To create a slider-based content switcher in Webflow—where a bar or slider on the left controls the content shown on the right—there isn’t a native slider+content-sync component, but you can build one using Webflow’s interactions and div blocks.
1. Structure the Slider Layout
- Create a Flexbox Section with two sides: left and right.
- Left Side: Add your “slider” bar (can be circles, tabs, or even a draggable bar).
- Right Side: Stack your content panels in the same container but make only one visible at a time.
2. Design the Slider Bar
- Use clickable buttons (divs or text links) stacked vertically or horizontally.
- Style each button to indicate steps or sections (e.g., 1, 2, 3 or labels like “About,” “Features,” “Contact”).
3. Connect Interactions
- Select a button from the left bar.
- Go to Interactions > Element Trigger > Mouse Click (Tap).

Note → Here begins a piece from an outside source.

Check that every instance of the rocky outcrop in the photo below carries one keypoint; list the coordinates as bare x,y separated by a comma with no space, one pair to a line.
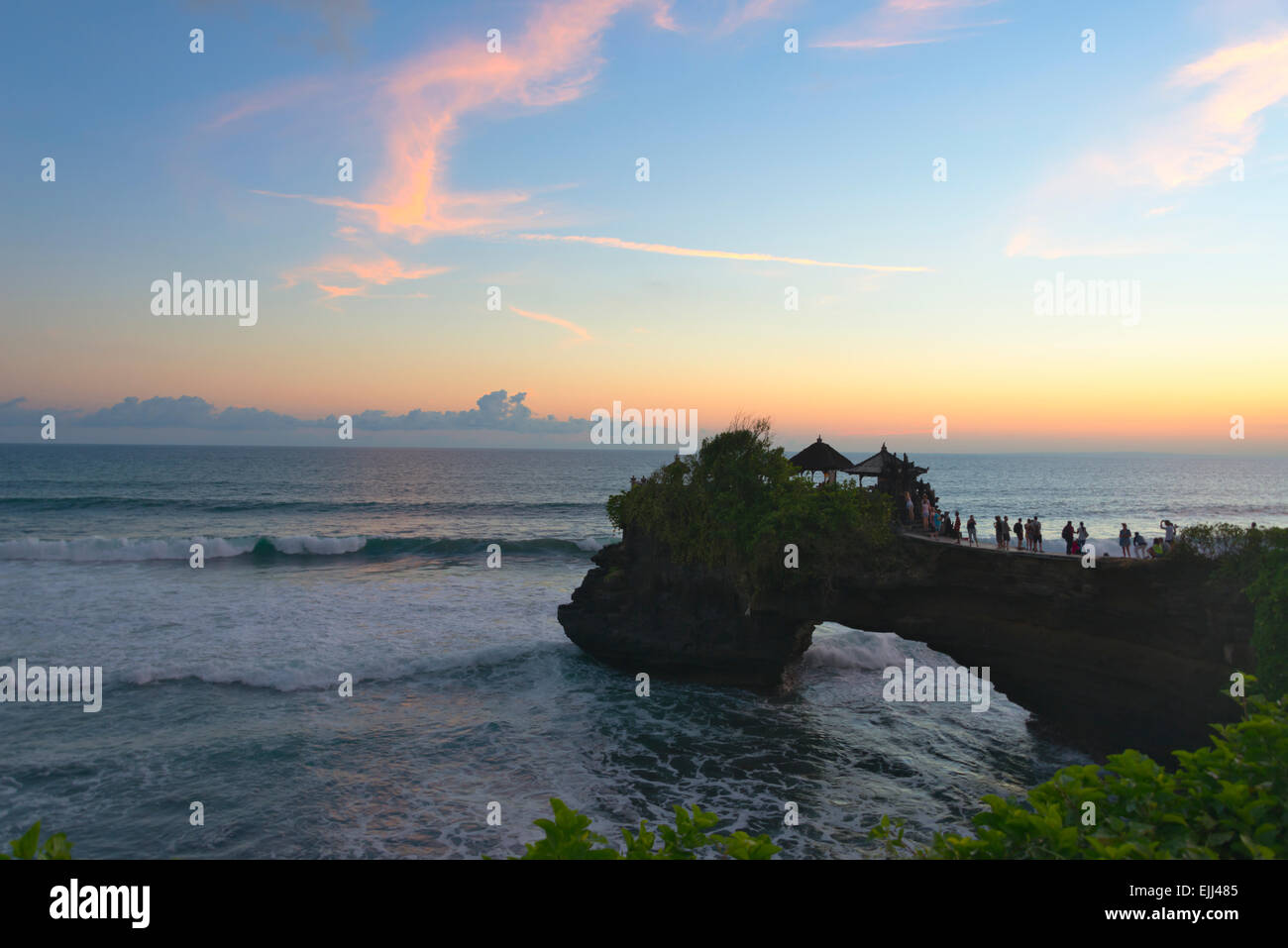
1127,655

- Add an interaction to show one content section and hide the others using the following:
- Display: block/flex for the selected content panel.
- Display: none for the others (target using Combo Classes or IDs).
- Optionally animate with opacity or slide effects.
4. Optional: Use Tabs Instead
- If you want an easier native option, Webflow’s Tabs element offers a similar experience:
- Keep tabs on the left, style them as a vertical slider.
- Each tab’s content appears on the right when its corresponding tab is clicked.
- This avoids custom interactions but is less flexible in design.
5. Limitations
- There’s no drag-and-slide interaction natively like an input range slider.
- If you want a truly draggable slider input (like a range input), you’ll need custom JavaScript which requires adding embed code—not natively doable in Webflow’s no-code environment.
Summary
To build a content-switching slider bar in Webflow, structure your layout with a left-side control bar and right-side content panels, then use Interactions or Tabs to switch content based on user clicks. For smooth, no-code workflows, Tabs is the easiest built-in solution.